Bild 13 zeigt einen typischen Aufbau für die Messung eines Motors. Hier wird ein Beta Stirling Motor gemessen. Der Motor ist unter der Überschrift "β-Stirling mit Inclined Yoke Drive" in der Rubrik "Heißluftmotoren" beschrieben. Als Bremseinheit wird die oben beschriebene Wirbelstrombremse benutzt. Als elastische Kupplung zwischen zu messendem Motor und der Messeinrichtung fungiert hier ein Stück PVC Schlauch. Bei größeren Motorleistungen muss statt des PVC Schlauchs natürlich eine elastische Kupplung, die ein größeres Drehmoment übertragen kann, benutzt werden. Bei Benutzung eines Motors als Bremsgenerator sähe der Messaufbau etwa wie in Bild 14 aus.
Das Ergebnis der Messungen an dem Beta Stirling ist in Bild 15 zu sehen.
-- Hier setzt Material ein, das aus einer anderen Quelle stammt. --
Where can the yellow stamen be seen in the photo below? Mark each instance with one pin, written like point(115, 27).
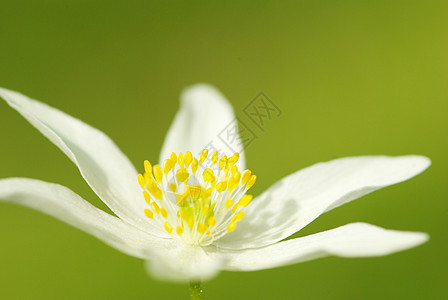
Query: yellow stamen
point(215, 157)
point(163, 212)
point(148, 168)
point(188, 158)
point(158, 174)
point(179, 230)
point(168, 227)
point(141, 180)
point(148, 213)
point(147, 197)
point(167, 166)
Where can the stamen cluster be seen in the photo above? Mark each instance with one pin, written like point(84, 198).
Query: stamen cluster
point(198, 201)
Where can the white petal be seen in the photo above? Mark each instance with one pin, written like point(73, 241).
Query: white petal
point(296, 200)
point(352, 240)
point(182, 263)
point(63, 204)
point(201, 122)
point(105, 168)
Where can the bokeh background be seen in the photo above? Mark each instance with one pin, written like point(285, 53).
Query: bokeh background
point(350, 77)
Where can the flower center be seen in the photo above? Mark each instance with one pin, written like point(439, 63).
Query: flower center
point(196, 200)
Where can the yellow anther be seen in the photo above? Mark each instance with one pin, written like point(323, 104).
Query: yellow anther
point(154, 190)
point(173, 158)
point(188, 158)
point(222, 162)
point(234, 158)
point(163, 212)
point(179, 230)
point(190, 221)
point(194, 191)
point(208, 175)
point(229, 203)
point(182, 175)
point(211, 221)
point(167, 166)
point(141, 180)
point(251, 181)
point(231, 226)
point(233, 170)
point(148, 167)
point(221, 186)
point(158, 174)
point(206, 210)
point(203, 156)
point(237, 177)
point(208, 192)
point(246, 176)
point(184, 214)
point(168, 227)
point(147, 177)
point(234, 181)
point(238, 217)
point(202, 228)
point(147, 197)
point(156, 207)
point(245, 200)
point(194, 166)
point(180, 160)
point(149, 213)
point(215, 157)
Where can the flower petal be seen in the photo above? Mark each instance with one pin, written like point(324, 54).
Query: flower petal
point(105, 168)
point(182, 263)
point(351, 240)
point(202, 122)
point(296, 200)
point(63, 204)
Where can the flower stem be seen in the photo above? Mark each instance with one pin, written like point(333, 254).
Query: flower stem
point(196, 290)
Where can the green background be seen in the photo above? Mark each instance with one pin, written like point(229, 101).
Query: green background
point(351, 78)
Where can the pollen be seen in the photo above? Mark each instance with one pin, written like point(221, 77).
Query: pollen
point(196, 199)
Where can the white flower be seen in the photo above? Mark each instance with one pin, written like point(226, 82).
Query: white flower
point(190, 228)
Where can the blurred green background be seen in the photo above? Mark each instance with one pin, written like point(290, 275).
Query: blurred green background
point(351, 78)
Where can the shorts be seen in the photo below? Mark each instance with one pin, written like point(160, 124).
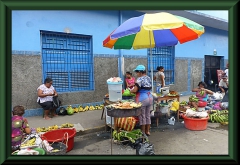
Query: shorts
point(48, 105)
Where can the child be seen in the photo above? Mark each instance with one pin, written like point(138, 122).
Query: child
point(19, 127)
point(130, 81)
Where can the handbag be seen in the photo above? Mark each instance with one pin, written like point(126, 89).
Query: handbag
point(62, 111)
point(56, 102)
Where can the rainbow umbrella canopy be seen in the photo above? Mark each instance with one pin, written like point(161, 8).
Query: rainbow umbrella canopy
point(153, 30)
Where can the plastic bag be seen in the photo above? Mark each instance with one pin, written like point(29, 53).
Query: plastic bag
point(171, 121)
point(28, 151)
point(62, 111)
point(145, 149)
point(56, 102)
point(175, 106)
point(218, 96)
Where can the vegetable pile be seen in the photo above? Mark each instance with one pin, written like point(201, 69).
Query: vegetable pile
point(219, 116)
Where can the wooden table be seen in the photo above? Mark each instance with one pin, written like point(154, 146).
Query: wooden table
point(166, 98)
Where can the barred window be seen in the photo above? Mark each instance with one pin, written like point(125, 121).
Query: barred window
point(68, 60)
point(163, 56)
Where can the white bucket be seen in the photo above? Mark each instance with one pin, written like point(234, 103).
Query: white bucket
point(164, 108)
point(165, 90)
point(115, 91)
point(200, 109)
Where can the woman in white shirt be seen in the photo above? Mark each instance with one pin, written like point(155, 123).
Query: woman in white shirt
point(226, 70)
point(45, 97)
point(223, 84)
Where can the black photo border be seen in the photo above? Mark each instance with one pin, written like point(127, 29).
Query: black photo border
point(6, 6)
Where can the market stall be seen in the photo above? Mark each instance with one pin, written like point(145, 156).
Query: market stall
point(122, 109)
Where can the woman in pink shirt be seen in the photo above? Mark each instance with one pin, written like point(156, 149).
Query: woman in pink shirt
point(130, 80)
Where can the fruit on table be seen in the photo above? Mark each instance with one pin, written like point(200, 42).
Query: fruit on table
point(219, 116)
point(67, 125)
point(193, 98)
point(30, 142)
point(70, 110)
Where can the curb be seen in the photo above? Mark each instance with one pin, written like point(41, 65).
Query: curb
point(91, 130)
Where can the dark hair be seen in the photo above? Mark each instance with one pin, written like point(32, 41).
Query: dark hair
point(160, 68)
point(18, 110)
point(129, 73)
point(47, 80)
point(141, 71)
point(203, 84)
Es wurden mehrere Messungen bei verschiedenen Drehzahlen gemacht und jeweils gespeichert. Am Ende der Messreihe wurden die Messergebnisse wie oben beschrieben an das Programm Octave auf dem PC geschickt. Das Bild 15 wurde dann von Octave erzeugt. Die gezeigten Kurven sind nicht geglättet und weichen daher teilweise von dem theoretisch erwarteten glatten Verlauf ab. Das ist eben der Unterschied zwischen der Theorie und praktischen Messungen, letztere sind mit Messfehlern behaftet. Bild 16 zeigt die Vermessung einer Dampfmaschine, die allerdings hier mit Druckluft betrieben wurde. Es handelt sich um die 1-Zylinder A-Ständer Maschine von K.-E. Jenczok (siehe "Stehende 1-Zylinder Dampfmaschine" in der Rubrik "Dampfmaschinen").
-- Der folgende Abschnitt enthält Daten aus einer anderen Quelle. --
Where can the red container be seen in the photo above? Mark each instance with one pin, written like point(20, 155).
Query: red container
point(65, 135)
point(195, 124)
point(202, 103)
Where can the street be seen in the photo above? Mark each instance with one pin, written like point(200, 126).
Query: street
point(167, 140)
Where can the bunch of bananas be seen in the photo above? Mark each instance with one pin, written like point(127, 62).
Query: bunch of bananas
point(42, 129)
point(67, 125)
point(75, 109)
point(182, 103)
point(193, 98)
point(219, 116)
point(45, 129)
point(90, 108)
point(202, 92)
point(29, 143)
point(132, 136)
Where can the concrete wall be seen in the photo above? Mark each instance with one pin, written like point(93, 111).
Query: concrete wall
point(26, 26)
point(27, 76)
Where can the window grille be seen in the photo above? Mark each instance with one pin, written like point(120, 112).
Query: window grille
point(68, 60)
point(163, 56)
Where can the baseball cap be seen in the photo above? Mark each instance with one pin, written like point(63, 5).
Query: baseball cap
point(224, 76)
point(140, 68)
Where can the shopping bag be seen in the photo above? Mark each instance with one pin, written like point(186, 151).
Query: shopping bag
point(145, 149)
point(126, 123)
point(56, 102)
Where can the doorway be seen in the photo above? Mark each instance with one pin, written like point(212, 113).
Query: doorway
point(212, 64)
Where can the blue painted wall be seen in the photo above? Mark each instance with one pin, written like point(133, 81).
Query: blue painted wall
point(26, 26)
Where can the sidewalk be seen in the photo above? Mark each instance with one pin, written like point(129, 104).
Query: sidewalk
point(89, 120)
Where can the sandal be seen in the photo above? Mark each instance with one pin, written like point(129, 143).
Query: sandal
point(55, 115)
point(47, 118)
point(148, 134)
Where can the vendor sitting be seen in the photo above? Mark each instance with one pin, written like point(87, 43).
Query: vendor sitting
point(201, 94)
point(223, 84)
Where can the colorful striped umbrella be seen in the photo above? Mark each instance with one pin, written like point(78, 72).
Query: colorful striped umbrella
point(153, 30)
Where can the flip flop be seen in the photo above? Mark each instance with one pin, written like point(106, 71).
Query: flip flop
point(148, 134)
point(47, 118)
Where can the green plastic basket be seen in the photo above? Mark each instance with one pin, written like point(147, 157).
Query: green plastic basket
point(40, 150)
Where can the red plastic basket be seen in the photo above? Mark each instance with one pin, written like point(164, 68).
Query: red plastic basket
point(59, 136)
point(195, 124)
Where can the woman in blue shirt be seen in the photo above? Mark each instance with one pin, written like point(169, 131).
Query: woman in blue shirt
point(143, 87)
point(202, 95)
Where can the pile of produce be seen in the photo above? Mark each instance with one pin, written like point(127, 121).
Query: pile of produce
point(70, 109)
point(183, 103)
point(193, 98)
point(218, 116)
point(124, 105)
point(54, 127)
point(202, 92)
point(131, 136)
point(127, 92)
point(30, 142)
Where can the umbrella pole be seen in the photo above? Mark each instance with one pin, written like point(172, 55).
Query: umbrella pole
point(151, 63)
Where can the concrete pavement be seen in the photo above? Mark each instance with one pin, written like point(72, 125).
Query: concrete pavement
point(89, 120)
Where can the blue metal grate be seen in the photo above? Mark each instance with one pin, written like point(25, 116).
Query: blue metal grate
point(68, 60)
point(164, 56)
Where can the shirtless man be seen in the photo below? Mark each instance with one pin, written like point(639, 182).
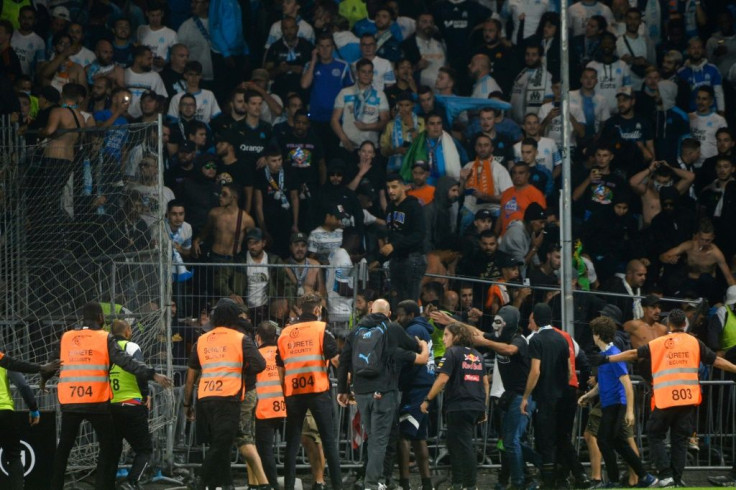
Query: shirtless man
point(308, 280)
point(104, 66)
point(703, 256)
point(647, 328)
point(648, 182)
point(222, 223)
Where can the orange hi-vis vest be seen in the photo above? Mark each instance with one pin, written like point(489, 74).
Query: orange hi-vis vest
point(675, 362)
point(305, 367)
point(271, 404)
point(571, 347)
point(85, 365)
point(220, 353)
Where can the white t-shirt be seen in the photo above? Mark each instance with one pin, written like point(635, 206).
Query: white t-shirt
point(152, 208)
point(84, 57)
point(322, 242)
point(554, 128)
point(548, 155)
point(485, 86)
point(138, 83)
point(207, 107)
point(435, 53)
point(190, 35)
point(610, 79)
point(532, 10)
point(703, 129)
point(383, 73)
point(340, 272)
point(305, 32)
point(531, 87)
point(30, 50)
point(579, 13)
point(501, 182)
point(257, 274)
point(640, 47)
point(159, 41)
point(357, 107)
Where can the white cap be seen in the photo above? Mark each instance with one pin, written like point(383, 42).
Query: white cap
point(731, 295)
point(61, 13)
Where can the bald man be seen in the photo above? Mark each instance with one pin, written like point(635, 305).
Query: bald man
point(376, 382)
Die gebaute Messeinrichtung ermöglicht es, sowohl Einzelmessungen von Drehzahl, Leistung und Drehmoment vorzunehmen als auch Drehzahl abhängige Kurven für Leistung und Drehmoment aufzunehmen. Eine Anpassung an unterschiedliche Motor Leistungen kann durch Anpassung des Bremsaggregats erfolgen, ev. muss auch die Wägezelle durch ein Exemplar mit anderem Kraftmessbereich ersetzt werden. Für geringe Motorleistungen hat sich die Wirbelstrombremse als sehr praktisch in der Handhabung erwiesen.
Auf Wunsche stelle ich gerne das Arduino Programm und das Octave Programm zur Verfügung.